People worry... I worry sometimes, I need to admit that from the start. Recently, I've noticed though, that people I talk to get themselves hung up in trying to make their world the way they want it. I say this absolutely without condesention. I think it is a trait that makes humans unique in this world; we manipulate our environment. Actually, society is built on this ability.
One side of the coin makes 120 volt power and modern plumbing accessable to most of the people on earth, and the other side gives us ulcers, diabetes, obesity, and addiction. We want things to be comfortable, neat, spontaneous, new, sparkling, and spiritual. We want what we want. When we can't make it the way we want it, we worry about it. As if expending mental energy will somehow change anything.
And the funny thing is that we usually don't notice we are doing it. It takes someone else, with different worries, to point out that really, we're in pretty good shape. That's what friends are for, right?
Yesterday I told you that everyday I am taken care of. It happened again today... I worked hard, put love into my interactions everywhere I could, noticed when I didn't, and here I am at the end of the day alive, fed, and ready to do it again tomorrow. I don't claim to be special. I get myself into trouble, just like everybody else, and friends and family have helped me when I needed them. I don't have any magic. I'm just trying to tell you that we are all taken care of. I'm not heading onto any kind of relegious trip here.
In the movie starring Demi Moore, where she was a SEAL candidate, I forget the title at the moment, the instructor quotes, I think Robert Frost, "I have never seen an animal feel sorry for itself... a bird will drop dead off a branch without ever feeling sorry for itself" or something very similar to that. The point is that birds live, animals live without worrying. I think. Kenny, my chihuahua taught me a lot about life. He let things come as they might. He ate, and slept, and loved me. He did what dogs do.

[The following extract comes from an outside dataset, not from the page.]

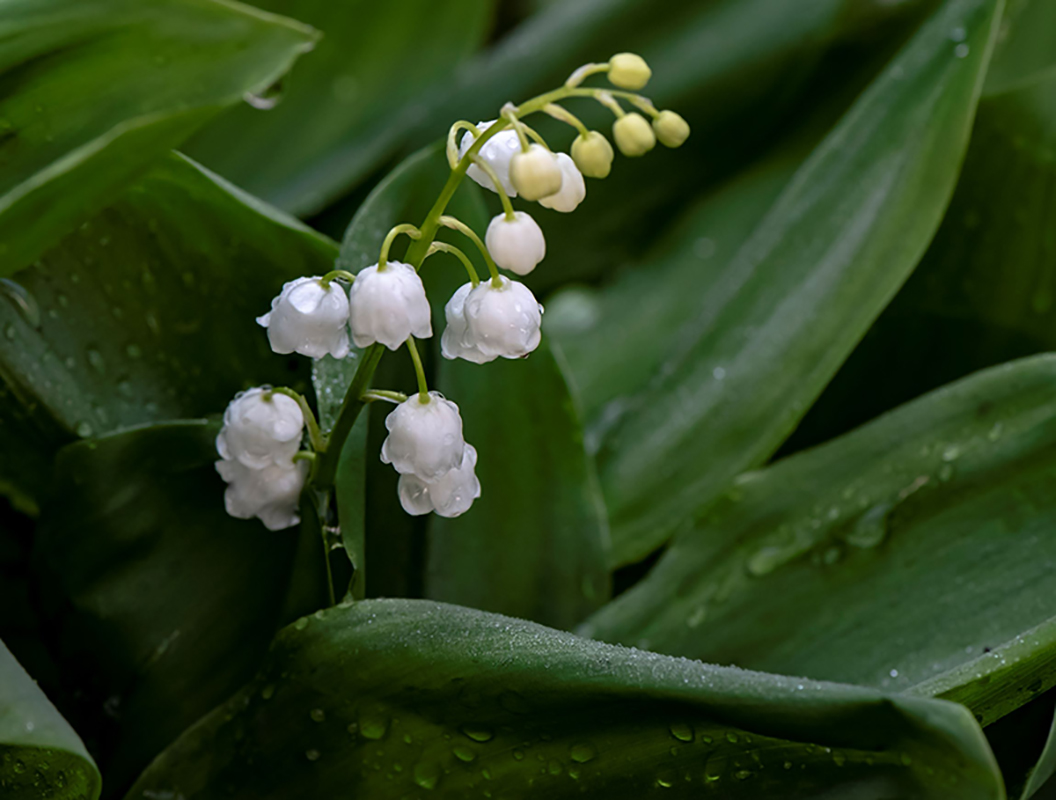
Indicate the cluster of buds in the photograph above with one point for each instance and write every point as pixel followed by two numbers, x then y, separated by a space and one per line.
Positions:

Being homeless and barely employed has made it pretty clear to me. I can worry, and close myself, or try to manipulate others into giving me good tips, or I can just give good service and trust that I will have as much as I need. Staying in Quality, living my Values, keeps me myself. Accepting what comes and responding from my self keeps me happy. Being happy improves my little corner of the world. Reminds me of Kenny; he was happy until he dropped dead. May we all be so lucky.